Was im Gehirn passiert, wenn man die Qual der Wahl hat, ist noch wenig verstanden. Forscher des
Biologischen Instituts der Universität Stuttgart und des Max-Planck-Instituts für neurologische
Forschung in Köln konnten nun zeigen, dass in Entscheidungssituationen, bei denen die Kosten und
der Nutzen verschiedener Handlungsoptionen abzuwägen sind, insbesondere der vorderste Teil der
Hirnrinde, der Präfrontalcortex, aktiviert wird*). Mithilfe moderner bildgebender Verfahren gelang
es den Gruppen erstmals, die Stoffwechselaktivität im Gehirn von Nagetieren bei komplexen
kognitiven Leistungen zu messen.
Bei vielen Entscheidungen werden die zu erwartenden Kosten und der voraussichtliche Nutzen abgewogen, das ist beim Menschen nicht anders als beim Tier. Kosten und Nutzen sind dabei hypothetische Maße für den Wert der mit einer Handlungsoption verknüpften Belohnung (beispielsweise der Menge an Geld oder Nahrung) und den dafür zu leistenden Aufwand. Wählt zum Beispiel ein Raubvogel sein Frühstück aus, schlägt auf der Nutzenseite der erwartete Nährwert der Beute und bei den Kosten die für den Beutefang notwendige Stoffwechselenergie zu Buche. Welche Gehirnbereiche Kosten-Nutzen-Analysen bei Menschen und höheren Tieren steuern, ist noch kaum bekannt.
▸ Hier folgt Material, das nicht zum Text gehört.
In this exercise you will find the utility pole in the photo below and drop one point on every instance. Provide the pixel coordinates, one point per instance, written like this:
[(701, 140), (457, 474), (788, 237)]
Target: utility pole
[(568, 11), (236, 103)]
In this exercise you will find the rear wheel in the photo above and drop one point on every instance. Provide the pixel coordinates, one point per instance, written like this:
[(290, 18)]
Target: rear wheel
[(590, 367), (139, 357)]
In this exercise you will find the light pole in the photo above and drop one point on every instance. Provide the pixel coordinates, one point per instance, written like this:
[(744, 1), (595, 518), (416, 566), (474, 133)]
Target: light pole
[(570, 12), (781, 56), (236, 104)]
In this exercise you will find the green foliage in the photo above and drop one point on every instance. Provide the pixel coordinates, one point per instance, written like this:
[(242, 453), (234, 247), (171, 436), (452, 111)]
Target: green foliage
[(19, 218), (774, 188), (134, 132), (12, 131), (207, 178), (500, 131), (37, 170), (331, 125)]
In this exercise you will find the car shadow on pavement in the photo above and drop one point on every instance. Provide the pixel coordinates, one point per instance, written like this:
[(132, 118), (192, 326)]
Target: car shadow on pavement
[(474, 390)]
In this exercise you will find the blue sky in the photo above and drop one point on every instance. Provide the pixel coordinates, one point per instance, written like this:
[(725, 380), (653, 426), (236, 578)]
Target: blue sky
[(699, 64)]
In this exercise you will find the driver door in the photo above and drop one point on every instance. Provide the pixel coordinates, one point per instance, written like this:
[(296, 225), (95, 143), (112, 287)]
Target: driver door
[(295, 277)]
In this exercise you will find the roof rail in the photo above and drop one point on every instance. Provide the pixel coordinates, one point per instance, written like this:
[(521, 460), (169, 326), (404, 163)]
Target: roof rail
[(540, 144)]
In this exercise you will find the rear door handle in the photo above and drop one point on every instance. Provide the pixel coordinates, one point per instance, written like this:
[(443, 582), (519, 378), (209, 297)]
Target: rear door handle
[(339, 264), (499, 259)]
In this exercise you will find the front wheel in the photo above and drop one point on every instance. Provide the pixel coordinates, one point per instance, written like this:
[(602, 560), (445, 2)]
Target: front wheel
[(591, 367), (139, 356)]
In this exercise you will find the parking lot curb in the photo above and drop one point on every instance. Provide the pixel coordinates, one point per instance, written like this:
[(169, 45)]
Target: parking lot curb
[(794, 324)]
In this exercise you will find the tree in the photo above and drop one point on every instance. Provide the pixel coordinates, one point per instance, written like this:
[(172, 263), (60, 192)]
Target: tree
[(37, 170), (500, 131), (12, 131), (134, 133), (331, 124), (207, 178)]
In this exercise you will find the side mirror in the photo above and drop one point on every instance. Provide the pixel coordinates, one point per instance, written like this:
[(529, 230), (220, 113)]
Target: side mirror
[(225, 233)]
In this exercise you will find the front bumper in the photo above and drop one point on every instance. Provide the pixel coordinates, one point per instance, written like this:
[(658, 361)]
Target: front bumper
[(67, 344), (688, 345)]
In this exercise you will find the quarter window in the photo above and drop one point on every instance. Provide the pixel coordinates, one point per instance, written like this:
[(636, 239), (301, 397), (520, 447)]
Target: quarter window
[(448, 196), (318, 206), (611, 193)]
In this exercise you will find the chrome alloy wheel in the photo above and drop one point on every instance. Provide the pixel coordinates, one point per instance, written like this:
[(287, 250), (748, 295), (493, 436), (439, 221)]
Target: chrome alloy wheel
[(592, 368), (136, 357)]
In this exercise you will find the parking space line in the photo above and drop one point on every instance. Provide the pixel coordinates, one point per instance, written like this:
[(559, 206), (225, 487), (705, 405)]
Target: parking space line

Frühere Untersuchungen an Nagetieren haben zwar wesentlich dazu beigetragen, einzelne
Teilstrukturen von entscheidungssteuernden Schaltkreisen des Gehirns zu identifizieren. Die
Stoffwechselaktivität des gesamten Gehirns bei komplexen kognitiven Leistungen wie
Entscheidungsabläufen konnte man bisher jedoch nicht messen. Nun wurden geeignete Testaufgaben
entwickelt und spezielle Messgeräte eingesetzt, die solche Experimente möglich machten.
Für die Untersuchung verabreichten die Wissenschaftler einer Laborratte zunächst eine
Flüssigkeit mit Zuckermolekülen, die geladene Teilchen (Positronen) aussenden. Danach absolvierte
das Tier verschiedene Aufgaben, in denen das Kosten-Nutzen-Verhältnis der zur Auswahl stehenden
Handlungsoptionen systematisch variiert wurde. Die markierten Zuckermoleküle reicherten sich vor
allem in jenen Gehirnarealen an, deren Stoffwechselaktivität bei der Bewältigung der Aufgabe erhöht
war. Im Anschluss daran wurde die Stoffwechselaktivität des Gehirns mithilfe einer
Mikro-Positronenemissionstomographie (Mikro-PET) an der narkotisierten Laborratte bestimmt. Um
Bereiche mit veränderter Stoffwechselaktivität exakter zu lokalisieren, wurden die daraus
errechneten Schnittbilder mit Bildern des Gehirns überlagert, die mit Hilfe der
Magnetresonanztomographie (MRT) entstanden waren. Durch das Design des Experiments konnten die
Forscher jene Hirnareale erkennen, deren Stoffwechselaktivitätsänderungen in Zusammenhang mit
Kosten-Nutzen-abhängigen Entscheidungen stehen.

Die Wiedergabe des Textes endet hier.